Umweltminister Sigmar Gabriel (SPD) verteilt Rechtstitel für den Ausstoß von Kohlendioxid an die Wirtschaft. Gegen dieses „10-Milliarden-Geschenk“ protestieren Umweltschützer. Sie fordern eine Versteigerung statt der kostenlosen Zuteilung

VON STEPHAN KOSCH UND NICK REIMER

Sechs Menschen hingen gestern auf 22 Meter Höhe in den Seilen. Die Greenpeace-Aktivisten kletterten an der Fassade der SPD-Zentrale in Berlin herum, wo sie mittels eines großen Transparentes erklärten: „SPD-Politik 2006: kein Geld für Kinder, Kranke, Rentner – aber 10 Milliarden Euro für RWE, Vattenfall und Co“. Hintergrund der Aktion: Bundesumweltminister Sigmar Gabriel (SPD) hatte Anfang April seine Vorstellungen für einen modernen Klimaschutz veröffentlicht und um Stellungnahmen gebeten. Heute ist der letzte Tag, um Einwände gegen des Ministers Entwurf zu erheben.

Die so genannte zweite Stufe des Emissionshandels regelt, wie viel Tonnen klimaschädliches Kohlendioxid die deutsche Wirtschaft künftig ausstoßen darf. Um die Erderwärmung zu stoppen, muss drastisch Kohlendioxid (CO2) gespart werden, auch in der Produktion der Industrie. Die Reduzierung soll durch den Handel mit CO2-Aktien – im Fachjargon „Zertifikate“ – erreicht werden. Jeder Produzent verfügt über ein begrenztes Paket. Wer in Ökotechnik investiert, spart Aktien, die er verkaufen kann. Wer mehr CO2 erzeugt, muss Aktien erwerben.

Wie viele Zertifikate die etwa 2.400 in den Handel einbezogenen Betriebe vom Staat zugeteilt bekommen, regelt der Nationale Allokationsplan, NAP genannt. Bis 30. Juni muss die Bundesregierung diesen verabschieden und an die EU melden. Laut Gabriel müssen die Stromkonzerne ihren Ausstoß in der zweiten Handelsperiode zwischen 2008 und 2012 um 15 Prozent senken, die deutsche Industrie dagegen muss ihn nur um 1,25 Prozent verringern. Sonst würden die Nachteile im internationalen Wettbewerb zu groß.

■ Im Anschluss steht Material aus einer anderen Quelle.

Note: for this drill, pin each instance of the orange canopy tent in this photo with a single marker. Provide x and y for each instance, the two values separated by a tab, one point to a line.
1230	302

Was Umweltschützer nun besonders ärgert: Die Unternehmen bekommen ihre Zertifikate, wie schon in der ersten Handelsperiode, umsonst zugeteilt. Für die Stromkonzerne bedeute das bei einem Zertifikatspreis von 20 Euro pro Tonne CO2 „ein Geschenk von insgesamt 10 Milliarden Euro“, moniert Greenpeace-Klimaexpertin Gabriela von Goerne.

Dabei haben RWE, Eon und Co. mit dem zeitweise hohen Wert der Zertifikate zum Teil ihre Preiserhöhungen der jüngsten Zeit begründet. Reinhard Loske, Umweltexperte der Grünen im Bundestag, geht davon aus, dass die Konzerne weiter „doppelt abkassieren“. Die Grünen stellten gestern ihren NAP2-Entwurf vor und forderten unter anderem eine nach EU-Recht mögliche Versteigerung von 10 Prozent der Rechte. Der Erlös solle in einen Klimaschutzfonds fließen. Doch nicht nur Umweltschützer melden sich zu Wort. Auf der Homepage des Umweltministeriums findet sich auch eine Stellungnahme der Gewerkschaft IG BCE, die die Mitarbeiter der Stromwirtschaft und des Bergbaus vertritt. 15 Milliarden Euro koste der NAP2 den „Industriestandort Deutschland“, die über die Strompreise letztlich die Verbraucher tragen würden. Um die Wirtschaft nachhaltig wachsen zu lassen, brauche sie mehr CO2 Emissionsrechte als in der ersten Periode von 2005 bis 2007.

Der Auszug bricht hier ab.